Pacers Nearing Trade For Luis Scola

1:34pm: Green, Miles Plumlee, and a protected 2014 draft pick are the parts headed to Phoenix in the proposal, Wojnarowski tweets. USA Today's Sam Amick tweets that the pick is lottery protected. Marc Stein of ESPN.com notes that the deal is still a proposal at this point, so it looks like a formal agreement has not yet been reached (Twitter link).

SATURDAY, 12:56am: The "early word" is that the Pacers will send Gerald Green and draft considerations to Phoenix in exchange for Scola, Stein reports. The teams are still discussing the specifics of the picks headed Phoenix's way (Twitter links).

FRIDAY, 10:50pm: The Suns and Pacers are having "serious" talks about a trade that would ship Luis Scola to Indiana, tweets Adrian Wojnarowski of Yahoo! Sports. The teams are close to an agreement, Wojnarowski also tweets, but the deal won't involve Danny Granger, as Marc Stein of ESPN.com reports (Twitter link).
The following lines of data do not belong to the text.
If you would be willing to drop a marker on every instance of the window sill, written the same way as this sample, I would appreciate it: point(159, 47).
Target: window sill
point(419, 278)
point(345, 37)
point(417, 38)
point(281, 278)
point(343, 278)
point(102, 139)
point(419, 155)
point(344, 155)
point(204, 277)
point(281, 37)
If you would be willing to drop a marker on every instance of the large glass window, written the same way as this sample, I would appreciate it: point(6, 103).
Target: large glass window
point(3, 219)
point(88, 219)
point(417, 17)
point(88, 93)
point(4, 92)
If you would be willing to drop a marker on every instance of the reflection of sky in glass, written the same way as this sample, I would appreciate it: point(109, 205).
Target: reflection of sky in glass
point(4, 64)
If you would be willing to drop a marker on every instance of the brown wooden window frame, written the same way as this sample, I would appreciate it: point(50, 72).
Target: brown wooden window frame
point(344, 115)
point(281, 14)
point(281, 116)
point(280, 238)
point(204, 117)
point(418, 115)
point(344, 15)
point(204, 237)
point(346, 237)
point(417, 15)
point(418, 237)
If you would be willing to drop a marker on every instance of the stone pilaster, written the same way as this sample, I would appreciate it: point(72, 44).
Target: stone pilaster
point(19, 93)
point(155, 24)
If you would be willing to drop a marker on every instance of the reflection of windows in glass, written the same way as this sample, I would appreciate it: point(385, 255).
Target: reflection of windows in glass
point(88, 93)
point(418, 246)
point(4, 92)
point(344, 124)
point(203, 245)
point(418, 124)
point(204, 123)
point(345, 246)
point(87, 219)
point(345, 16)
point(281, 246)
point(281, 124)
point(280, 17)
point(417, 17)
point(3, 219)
The Pacers have been pursuing Scola for weeks, according to Wojnarowski (Twitter link), though both front offices have been keeping the news quiet. The Pacers re-signed starting power forward David West this summer, and they also brought in Chris Copeland. Centers Roy Hibbert and Ian Mahinmi are on long-term deals, so there wouldn't seem to be an immediate fit for Scola, unless one of Indiana's big men is headed to Phoenix. 
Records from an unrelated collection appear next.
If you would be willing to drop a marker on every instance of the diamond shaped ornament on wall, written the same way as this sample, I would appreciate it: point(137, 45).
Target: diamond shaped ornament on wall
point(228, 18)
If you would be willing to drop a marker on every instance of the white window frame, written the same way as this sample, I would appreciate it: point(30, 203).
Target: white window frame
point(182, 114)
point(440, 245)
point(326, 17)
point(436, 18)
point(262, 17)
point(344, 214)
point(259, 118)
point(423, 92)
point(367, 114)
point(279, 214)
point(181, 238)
As Stein notes, the news originated in Scola's native Argentina, where Juan Sebastia, Scola's publicist, tweets tonight that Scola is headed to the Pacers, and that the deal will become official Saturday. Scola is set to make a little more than $4.5MM this season, with a non-guaranteed $4.868MM on the books for 2014/15. The Suns are under the cap, but the Pacers are over it, so Indiana would have to give up about $3MM in salary to make the deal work if Scola is the only player Phoenix is giving up.
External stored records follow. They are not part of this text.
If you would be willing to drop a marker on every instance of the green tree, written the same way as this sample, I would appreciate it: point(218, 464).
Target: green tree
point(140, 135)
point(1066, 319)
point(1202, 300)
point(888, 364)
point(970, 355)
The Pacers could make a straight-up acquisition of Scola work with either Mahinmi or Gerald Green, or they could aggregate the salaries of Lance Stephenson, Miles Plumlee and Orlando Johnson. West and Copeland are ineligible to be traded until the middle of next season because they signed new deals this summer.

The 33-year-old Scola has been remarkably durable in his six-year NBA career, missing just eight regular season games, all of them in 2010/11. His minutes declined somewhat last year in his first season with the Suns, who claimed him off amnesty waivers after the Rockets cut him in a cap-clearing move. He notched 12.8 points, 6.6 rebounds and 26.6 minutes per game in 2012/13, with a 16.7 PER that's nearly identical to his career mark of 16.9.